Muhammad Nur Rizal, seorang pemerhati pendidikan dari Gerakan Sekolah Menyenangkan (GSM), menambahkan bahwa proses mencar ilmu di kelas selama ini belum bisa menghidupkan budi penerima didik. Kemampuan dalam mengerjakan ujian hanya menurut pada kebiasaan mengerjakan soal berbasis kisi-kisi.
Oleh alasannya yaitu itu, untuk meningkatkan mutu pendidikan, bukan hanya menaikkan tingkat kesulitan soal memakai konsep HOTS, melainkan secara menyeluruh mulai dari kurikulum. Misalnya dengan mengurangi materi dan memperbanyak refleksi dan proses mencar ilmu berbasis proyek.
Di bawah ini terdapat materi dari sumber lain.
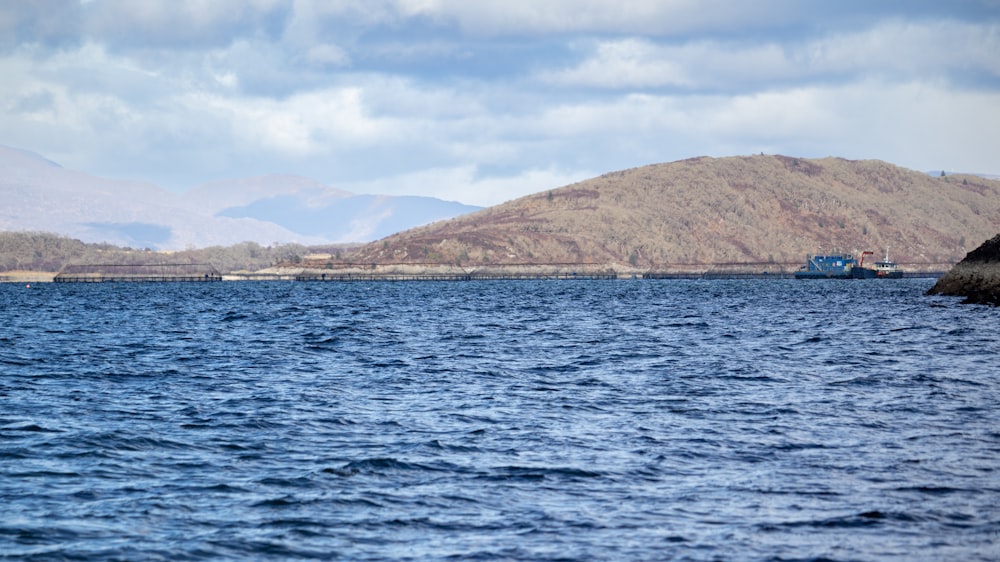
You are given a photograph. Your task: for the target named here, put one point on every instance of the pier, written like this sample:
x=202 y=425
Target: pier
x=133 y=273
Akan tetapi, perubahan tersebut harus berlaku dalam sistem perekrutan dan pengembangan profesionalitas guru. Kunci dari kasus ini ada pada para pendidik, ungkap Satriawan. "Sayangnya training guru supaya siap melakukan metode HOTS belum berjalan secara optimal," klaimnya menyerupai dikutip Okezone.com.